The Death of Divergent?

“There’s a plot hole somewhere in our midst."
“There’s a plot hole somewhere in our midst." Murray CLose
The Divergent Series: Allegiant (PG-13) 121 min.
Dir. Robert Schwentke; writ. Noah Oppenheim, Adam Cooper, Bill Collage, Stephen Chbosky; feat. Shailene Woodley, Theo James, Jeff Daniels, Naomi Watts
Opened nationwide Friday, March 18

I've been onboard with the dystopian adventures of Tris Prior (Shailene Woodley) in her post-apocalyptic future Chicago, but this third outing is a disappointing downfall from the first two films. Here, in Allegiant, the reasons for the apparently precarious foundations of her existence are revealed, the metaphor suddenly fails as a metaphor and the concrete reality it is replaced by is far less intriguing. Classified as dangerously "Divergent" in a society where almost everyone is easily slotted into five "Factions," Tris had – in the first two films, Divergent and Insurgent – been leading a fight in Chicago to regain control from a ruthless leader who was cracking down on Divergents and the rogue Factionless. That culminated with the revelation that Chicago was, in fact, the site of a grand experiment, that the rise of Divergents meant the experiment had been a success, and that the people of Chicago were welcome to rejoin the rest of humanity outside the wall that has contained them.

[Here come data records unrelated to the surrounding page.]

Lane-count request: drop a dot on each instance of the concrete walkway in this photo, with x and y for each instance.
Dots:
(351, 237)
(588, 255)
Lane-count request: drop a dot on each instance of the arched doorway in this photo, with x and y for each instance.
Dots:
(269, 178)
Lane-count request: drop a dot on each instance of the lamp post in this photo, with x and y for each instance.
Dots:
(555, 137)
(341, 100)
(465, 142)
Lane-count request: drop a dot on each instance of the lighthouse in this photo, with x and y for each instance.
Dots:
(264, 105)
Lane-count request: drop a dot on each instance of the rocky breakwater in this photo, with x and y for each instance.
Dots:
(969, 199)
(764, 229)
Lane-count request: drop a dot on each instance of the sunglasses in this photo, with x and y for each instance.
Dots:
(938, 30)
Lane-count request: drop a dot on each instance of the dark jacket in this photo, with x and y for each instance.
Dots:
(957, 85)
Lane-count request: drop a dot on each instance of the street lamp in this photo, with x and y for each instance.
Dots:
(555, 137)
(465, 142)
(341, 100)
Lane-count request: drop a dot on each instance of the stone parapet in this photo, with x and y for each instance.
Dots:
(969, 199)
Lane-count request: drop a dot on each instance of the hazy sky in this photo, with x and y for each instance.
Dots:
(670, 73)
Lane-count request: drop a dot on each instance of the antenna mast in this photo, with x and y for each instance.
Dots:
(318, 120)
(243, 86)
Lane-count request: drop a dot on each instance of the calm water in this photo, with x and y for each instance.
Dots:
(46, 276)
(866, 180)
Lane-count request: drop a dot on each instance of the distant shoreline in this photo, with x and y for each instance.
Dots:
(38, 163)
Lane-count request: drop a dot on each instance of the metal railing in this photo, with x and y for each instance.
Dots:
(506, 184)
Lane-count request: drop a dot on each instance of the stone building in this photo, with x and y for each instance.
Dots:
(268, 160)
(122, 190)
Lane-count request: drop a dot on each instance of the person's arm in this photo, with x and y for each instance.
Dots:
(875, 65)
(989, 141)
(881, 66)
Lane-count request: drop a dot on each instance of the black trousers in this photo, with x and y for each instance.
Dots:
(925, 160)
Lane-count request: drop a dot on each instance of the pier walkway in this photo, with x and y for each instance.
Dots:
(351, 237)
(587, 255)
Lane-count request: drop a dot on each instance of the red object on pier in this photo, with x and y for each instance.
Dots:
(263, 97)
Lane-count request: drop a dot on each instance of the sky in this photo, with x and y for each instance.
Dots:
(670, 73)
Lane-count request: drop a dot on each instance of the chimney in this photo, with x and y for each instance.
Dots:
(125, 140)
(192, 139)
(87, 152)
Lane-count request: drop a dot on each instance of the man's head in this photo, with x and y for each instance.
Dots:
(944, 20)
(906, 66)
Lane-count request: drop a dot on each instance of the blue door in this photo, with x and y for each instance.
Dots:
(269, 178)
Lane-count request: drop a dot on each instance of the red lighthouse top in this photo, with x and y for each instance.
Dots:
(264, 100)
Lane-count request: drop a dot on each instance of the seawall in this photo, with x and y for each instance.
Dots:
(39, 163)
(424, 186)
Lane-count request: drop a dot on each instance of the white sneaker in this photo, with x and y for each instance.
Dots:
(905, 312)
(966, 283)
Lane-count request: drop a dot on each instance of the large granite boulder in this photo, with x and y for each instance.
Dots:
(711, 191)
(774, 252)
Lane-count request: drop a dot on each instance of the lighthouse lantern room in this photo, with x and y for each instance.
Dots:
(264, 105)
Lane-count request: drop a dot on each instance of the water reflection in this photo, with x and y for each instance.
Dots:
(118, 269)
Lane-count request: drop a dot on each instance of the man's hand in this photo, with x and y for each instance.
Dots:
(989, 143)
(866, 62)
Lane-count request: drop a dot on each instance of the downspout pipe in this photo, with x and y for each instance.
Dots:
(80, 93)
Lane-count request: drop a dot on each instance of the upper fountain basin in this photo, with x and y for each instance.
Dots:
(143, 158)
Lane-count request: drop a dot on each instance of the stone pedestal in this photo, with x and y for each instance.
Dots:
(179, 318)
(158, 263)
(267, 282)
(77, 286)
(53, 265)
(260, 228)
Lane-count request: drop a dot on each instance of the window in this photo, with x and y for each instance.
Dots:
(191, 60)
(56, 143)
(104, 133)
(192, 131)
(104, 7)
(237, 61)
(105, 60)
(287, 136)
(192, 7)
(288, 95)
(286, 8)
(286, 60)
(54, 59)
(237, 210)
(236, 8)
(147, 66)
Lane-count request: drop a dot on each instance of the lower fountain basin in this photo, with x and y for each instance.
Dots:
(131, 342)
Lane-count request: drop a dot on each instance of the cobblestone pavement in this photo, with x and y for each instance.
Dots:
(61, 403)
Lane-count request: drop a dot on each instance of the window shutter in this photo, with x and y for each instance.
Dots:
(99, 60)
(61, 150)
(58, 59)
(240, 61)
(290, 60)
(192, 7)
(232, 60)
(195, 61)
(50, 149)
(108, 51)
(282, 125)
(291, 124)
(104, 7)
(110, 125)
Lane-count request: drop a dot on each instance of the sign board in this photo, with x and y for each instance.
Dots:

This is the big decision to be made as Allegiant opens: Shall they go out to meet the people who have been experimenting on them, and, if so, how can such people ever be trusted? However, Factionless leader Evelyn (Naomi Watts), who is effectively in control of the city and inciting mob hatred against the defeated Erudite Faction, has pushed Chicago to the brink of total civil war. So off go Tris, her boyfriend and lieutenant Four (Theo James) and a handful of others, over the wall and through a blasted and inhospitable hell-scape to see what, and who, is out there.

The small pleasures of receiving answers to the mysteries of Tris' world are instantly overwhelmed by the practical considerations of what those answers bring ... and those aren't, alas, further questions and more intriguing mysteries, just accidental conundrums of plot and character that smarter scripting and a more cohesively considered science-fiction culture-scape could have avoided.

There is one huge plot hole here that brings the entire story crumbling down into its obviousness, one that will echo through the whole rest of the film: Why didn't those experimenters just do X?

Between that plot hole and the loss of the metaphor about conformity that has informed Tris' journey up to now, all we're left with – if we want to find anything of substance and meaning in Allegiant – is a weak and barely acknowledged philosophical clash between Tris' young and eager idealism and the messy, complicated reality she discovers beyond the wall. But even that quickly gives way to the dullest sort of black-and-white, good-versus-evil battle that throws away the potentially complex concepts it had been playing with and reverts to a simplistic box-checking exercise in action filmmaking. The ending is so foregone as to be anticlimactic ... and there's still another movie to wade through.